Griffith Simmons Parlaman III (30 October 1958 - 23 November 2002), who often referred to himself as "Sean Parlaman", was a long-time college student and anti-trafficking activist who sought to raise awareness regarding the trafficking and prostitution of children into Thailand. Parlaman was born in Los Angeles County, California, to Griffith Mead Parlaman (20 April 1923 - 22 October 1991) and Doris V. Simmons Parlaman (22 November 1923 - 11 February 2007); he fell to his death in Jomtien, Pattaya, Thailand.
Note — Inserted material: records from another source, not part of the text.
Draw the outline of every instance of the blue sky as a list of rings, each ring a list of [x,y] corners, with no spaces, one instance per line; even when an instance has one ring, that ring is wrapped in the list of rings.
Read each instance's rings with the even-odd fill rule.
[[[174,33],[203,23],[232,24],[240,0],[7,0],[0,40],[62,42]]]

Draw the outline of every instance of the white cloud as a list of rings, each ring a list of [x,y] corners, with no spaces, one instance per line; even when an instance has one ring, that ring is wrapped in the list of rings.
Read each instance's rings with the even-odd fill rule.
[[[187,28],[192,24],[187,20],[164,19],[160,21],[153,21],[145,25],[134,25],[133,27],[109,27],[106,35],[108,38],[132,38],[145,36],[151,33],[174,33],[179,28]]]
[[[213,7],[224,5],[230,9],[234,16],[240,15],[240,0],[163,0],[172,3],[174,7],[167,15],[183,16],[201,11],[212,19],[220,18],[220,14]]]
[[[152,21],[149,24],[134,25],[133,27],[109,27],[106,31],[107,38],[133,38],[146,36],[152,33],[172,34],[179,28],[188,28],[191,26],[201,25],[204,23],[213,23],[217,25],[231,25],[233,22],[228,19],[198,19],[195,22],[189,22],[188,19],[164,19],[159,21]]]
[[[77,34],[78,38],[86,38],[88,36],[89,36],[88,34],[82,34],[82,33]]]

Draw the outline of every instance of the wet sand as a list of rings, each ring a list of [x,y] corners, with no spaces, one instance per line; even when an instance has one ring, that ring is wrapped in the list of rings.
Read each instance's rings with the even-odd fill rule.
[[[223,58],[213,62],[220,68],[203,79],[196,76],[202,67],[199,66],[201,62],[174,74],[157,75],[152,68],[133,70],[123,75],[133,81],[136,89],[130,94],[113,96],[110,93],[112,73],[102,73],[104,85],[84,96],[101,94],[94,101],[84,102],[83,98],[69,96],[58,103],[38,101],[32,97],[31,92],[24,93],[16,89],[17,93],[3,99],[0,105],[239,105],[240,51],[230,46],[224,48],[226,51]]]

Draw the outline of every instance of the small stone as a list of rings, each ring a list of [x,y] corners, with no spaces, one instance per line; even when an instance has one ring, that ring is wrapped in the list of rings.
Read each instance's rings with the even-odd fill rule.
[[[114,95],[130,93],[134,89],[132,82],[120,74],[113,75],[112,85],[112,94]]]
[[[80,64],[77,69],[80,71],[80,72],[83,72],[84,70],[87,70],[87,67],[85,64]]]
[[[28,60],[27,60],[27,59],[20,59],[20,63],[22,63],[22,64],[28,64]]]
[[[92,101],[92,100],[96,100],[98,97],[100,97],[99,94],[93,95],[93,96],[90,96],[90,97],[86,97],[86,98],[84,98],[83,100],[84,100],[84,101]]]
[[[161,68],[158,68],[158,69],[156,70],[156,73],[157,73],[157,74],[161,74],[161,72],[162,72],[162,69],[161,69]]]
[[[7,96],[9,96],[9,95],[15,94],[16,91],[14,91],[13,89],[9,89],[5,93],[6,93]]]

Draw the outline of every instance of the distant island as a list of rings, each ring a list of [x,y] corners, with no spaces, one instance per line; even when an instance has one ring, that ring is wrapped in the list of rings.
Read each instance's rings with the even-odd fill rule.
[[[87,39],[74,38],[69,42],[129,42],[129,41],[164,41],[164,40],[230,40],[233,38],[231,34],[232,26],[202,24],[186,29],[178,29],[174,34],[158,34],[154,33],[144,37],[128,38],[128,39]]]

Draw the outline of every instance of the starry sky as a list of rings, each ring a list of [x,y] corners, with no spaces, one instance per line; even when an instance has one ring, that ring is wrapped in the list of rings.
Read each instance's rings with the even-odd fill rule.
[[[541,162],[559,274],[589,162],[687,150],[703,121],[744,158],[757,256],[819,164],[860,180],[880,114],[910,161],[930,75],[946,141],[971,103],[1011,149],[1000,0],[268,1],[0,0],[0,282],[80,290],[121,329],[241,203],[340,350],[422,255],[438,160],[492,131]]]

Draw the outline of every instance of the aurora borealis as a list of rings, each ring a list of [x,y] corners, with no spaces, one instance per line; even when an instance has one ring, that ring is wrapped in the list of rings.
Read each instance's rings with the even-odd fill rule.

Parlaman created websites to represent his projects, such as the now-defunct capcat.org.

==Beginnings==
During his time in college he was able to secure government grants, to become a member of the Oregon steering committee of the 2000 Green Party Presidential campaign of Ralph Nader, and to get permission from Stephen King to make Stud City, a short, independent sequel to Stand by Me.

==Activism==
Parlaman moved to Thailand and continued his activism. For example, Parlaman wrote: "At an age when we would regard them as still being children, over a thousand young girls from northern Thailand are being lured every year into prostitution. Girls, as young as 10, are being sold to the brothels of Bangkok, other Thai cities and overseas." However, despite his efforts to raise awareness of local establishments' engaging in child prostitution, he was accused by those same institutions of being a pedophile himself. On 30 September 2002, living in Thailand, Parlaman was charged with molesting a 12-year-old boy, but released on bail by the local magistrate due to lack of evidence, as the sole incriminating evidence against him was a bruise on the boy's neck. On 23 November 2002, after another accusation, Parlaman was due to accompany police officers to their station for further questioning. Instead, he jumped, fell, or was thrown to the street from his apartment building in the city of Pattaya, thereby closing the applicable case. Parlaman was pronounced dead on the scene.

===Controversies===
Sean Parlaman had a feud with Don't! Buy! Thai! accusing their campaigners of being fundamentalist Christians, right-wing bigots, and pedophiles. Don't! Buy! Thai! was a campaign initiated in the early 1990s by child welfare advocate and author Andrew Vachss to boycott goods and services produced in Thailand until its government introduced formal and practical reforms to significantly curtail the prostitution of children.